鹿深獣医科通信③

イヌのフィラリア

日本でイヌを飼う場合、まずしなければならないのはフィラリア症と呼ばれる心臓に寄生する寄生虫によってもたらされる病気の予防です。

これは日本に生息する何種類かの蚊がイヌを吸血することによって感染するものです。

予防と言っても蚊がイヌをさすことは止められません。

そこでイヌの体内に入ってしまったフィラリア子虫が血管内に入る前に駆除してしまう駆虫薬を、月に一回食べさせるということになります。

予防期間は、その年の気候にもよりますが、だいたい5月の頭から12月の頭までと考えておいてください。

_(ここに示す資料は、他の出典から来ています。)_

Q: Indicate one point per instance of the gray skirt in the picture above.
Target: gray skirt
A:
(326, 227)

こうすることで、この病気は100%予防できますので。

衛生害虫の予防

イヌの散歩で問題となるのがマダニです。ややこしい原虫疾患を橋渡しする可能性があり、また近年ヒトに死亡例が出ている重症熱性血小板減少症を媒介することで問題となっています。

ネコはなんといってもノミですが、ネコのいる環境でノミが繁殖しだすとヒトにも移りだします。逆に言えば、ヒトに移っているということはその住居の中でノミが繁殖しているということになります。

いずれにしてもこれらの予防は必要ですが、フィラリアと同じく月一回食べさせる内用薬、または外用薬を使っていればよろしいでしょう。